The length of similar components produced by a company are approximated by a normal distribution model with a mean of 8 cm and a standard deviation of 0.04 cm . Let the random variable X represent the length of one component chosen at random. Accurate to 4 decimal places, evaluate \( P(7.88 \leq X \leq 7.99) \) 0.0013 0.3999 0.4013 0.6001 None of the above. ? Note: Do not round any z-score.
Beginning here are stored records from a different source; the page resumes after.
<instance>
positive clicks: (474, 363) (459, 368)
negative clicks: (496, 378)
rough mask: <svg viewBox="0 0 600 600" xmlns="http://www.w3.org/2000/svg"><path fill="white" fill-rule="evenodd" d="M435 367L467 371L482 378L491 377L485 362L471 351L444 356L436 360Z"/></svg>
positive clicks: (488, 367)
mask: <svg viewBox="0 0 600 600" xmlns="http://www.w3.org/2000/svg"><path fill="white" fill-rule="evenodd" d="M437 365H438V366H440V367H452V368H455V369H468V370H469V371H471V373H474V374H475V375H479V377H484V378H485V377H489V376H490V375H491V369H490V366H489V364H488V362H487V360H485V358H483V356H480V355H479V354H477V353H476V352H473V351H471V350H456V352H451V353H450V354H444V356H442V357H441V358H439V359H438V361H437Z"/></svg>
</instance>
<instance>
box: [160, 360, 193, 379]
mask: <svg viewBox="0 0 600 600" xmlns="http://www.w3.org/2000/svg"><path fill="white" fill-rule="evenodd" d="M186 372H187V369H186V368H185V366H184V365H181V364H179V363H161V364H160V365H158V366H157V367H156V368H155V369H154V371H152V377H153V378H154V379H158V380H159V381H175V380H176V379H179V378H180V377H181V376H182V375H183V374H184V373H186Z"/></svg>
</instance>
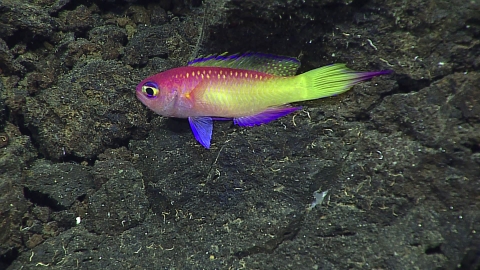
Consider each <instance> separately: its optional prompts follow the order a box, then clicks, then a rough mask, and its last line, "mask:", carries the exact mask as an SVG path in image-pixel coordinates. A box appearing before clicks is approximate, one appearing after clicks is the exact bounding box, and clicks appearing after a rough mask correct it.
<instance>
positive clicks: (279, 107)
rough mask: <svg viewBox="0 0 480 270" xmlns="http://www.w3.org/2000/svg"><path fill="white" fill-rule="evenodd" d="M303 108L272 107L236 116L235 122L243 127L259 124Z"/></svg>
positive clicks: (239, 125)
mask: <svg viewBox="0 0 480 270" xmlns="http://www.w3.org/2000/svg"><path fill="white" fill-rule="evenodd" d="M301 108H302V107H289V106H284V107H272V108H268V109H267V110H265V111H263V112H261V113H258V114H254V115H248V116H242V117H238V118H234V119H233V123H234V124H236V125H239V126H241V127H253V126H258V125H262V124H266V123H268V122H271V121H273V120H276V119H278V118H280V117H282V116H285V115H287V114H289V113H292V112H294V111H297V110H300V109H301Z"/></svg>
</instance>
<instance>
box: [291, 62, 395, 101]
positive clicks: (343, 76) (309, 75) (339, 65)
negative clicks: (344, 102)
mask: <svg viewBox="0 0 480 270" xmlns="http://www.w3.org/2000/svg"><path fill="white" fill-rule="evenodd" d="M390 73H392V71H391V70H382V71H372V72H358V71H353V70H351V69H349V68H347V67H346V66H345V64H333V65H329V66H325V67H321V68H317V69H314V70H310V71H308V72H305V73H303V74H300V75H298V79H299V80H301V81H303V85H304V88H303V89H302V90H303V91H300V98H301V100H311V99H318V98H323V97H329V96H335V95H338V94H341V93H343V92H346V91H348V90H349V89H350V88H351V87H352V86H354V85H355V84H357V83H359V82H361V81H364V80H368V79H371V78H373V77H375V76H380V75H386V74H390ZM301 100H299V101H301Z"/></svg>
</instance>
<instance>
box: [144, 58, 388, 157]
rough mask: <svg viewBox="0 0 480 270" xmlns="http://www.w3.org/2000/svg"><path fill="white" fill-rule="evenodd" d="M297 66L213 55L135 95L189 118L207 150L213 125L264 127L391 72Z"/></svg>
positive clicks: (158, 108) (294, 64)
mask: <svg viewBox="0 0 480 270" xmlns="http://www.w3.org/2000/svg"><path fill="white" fill-rule="evenodd" d="M299 67H300V61H299V60H298V59H296V58H291V57H285V56H276V55H271V54H261V53H245V54H235V55H230V56H227V55H224V54H222V55H214V56H209V57H205V58H199V59H195V60H193V61H191V62H189V63H188V66H186V67H179V68H174V69H170V70H167V71H164V72H161V73H158V74H156V75H153V76H151V77H148V78H146V79H145V80H143V81H142V82H140V84H139V85H138V86H137V89H136V93H137V97H138V99H140V101H141V102H143V104H145V105H146V106H147V107H148V108H150V109H151V110H153V111H154V112H156V113H158V114H160V115H163V116H168V117H179V118H188V121H189V122H190V127H191V128H192V131H193V135H194V136H195V138H196V139H197V141H198V142H200V143H201V144H202V145H203V146H204V147H206V148H210V141H211V138H212V130H213V120H232V119H233V122H234V123H235V124H237V125H239V126H255V125H261V124H265V123H268V122H270V121H272V120H275V119H277V118H280V117H282V116H284V115H287V114H289V113H291V112H294V111H296V110H298V109H300V108H301V107H291V106H289V105H288V104H289V103H292V102H298V101H304V100H311V99H318V98H323V97H328V96H333V95H337V94H340V93H343V92H345V91H347V90H349V89H350V88H351V87H352V86H353V85H354V84H356V83H358V82H360V81H363V80H367V79H370V78H372V77H374V76H378V75H384V74H388V73H390V71H388V70H385V71H374V72H355V71H352V70H350V69H348V68H347V67H345V65H344V64H333V65H330V66H325V67H321V68H317V69H314V70H311V71H308V72H306V73H303V74H300V75H297V76H295V74H296V72H297V70H298V68H299Z"/></svg>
Let \( X \) be the length of one component, where \[ X \sim N(8,\;0.04^2). \] We need to evaluate \[ P(7.88 \leq X \leq 7.99). \] **Step 1. Standardize the variable** Define \[ Z = \frac{X - 8}{0.04}. \] Then, \[ P(7.88 \leq X \leq 7.99) = P\left(\frac{7.88-8}{0.04} \leq Z \leq \frac{7.99-8}{0.04}\right). \] **Step 2. Compute the z-scores** For \( X = 7.88 \): \[ z_{\text{low}} = \frac{7.88 - 8}{0.04} = \frac{-0.12}{0.04} = -3. \] For \( X = 7.99 \): \[ z_{\text{high}} = \frac{7.99 - 8}{0.04} = \frac{-0.01}{0.04} = -0.25. \] Thus, \[ P(7.88 \leq X \leq 7.99) = P(-3 \leq Z \leq -0.25). \] **Step 3. Express using the standard normal CDF** This probability can be written as: \[ P(-3 \leq Z \leq -0.25) = \Phi(-0.25) - \Phi(-3), \] where \(\Phi(z)\) is the cumulative distribution function (CDF) of the standard normal distribution. **Step 4. Use symmetry properties of the standard normal** Recall that: \[ \Phi(-a) = 1 - \Phi(a). \] So, \[ \Phi(-0.25) = 1 - \Phi(0.25) \quad \text{and} \quad \Phi(-3) = 1 - \Phi(3). \] From standard normal tables: \[ \Phi(0.25) \approx 0.5987 \quad \text{and} \quad \Phi(3) \approx 0.9987. \] Thus, \[ \Phi(-0.25) \approx 1 - 0.5987 = 0.4013, \] \[ \Phi(-3) \approx 1 - 0.9987 = 0.0013. \] **Step 5. Calculate the probability** Substitute these values into the probability expression: \[ P(-3 \leq Z \leq -0.25) \approx 0.4013 - 0.0013 = 0.4000 - 0.0010 = 0.3999. \] **Final Answer** \[ P(7.88 \leq X \leq 7.99) \approx 0.3999. \] Thus, the correct answer from the options is \(0.3999\).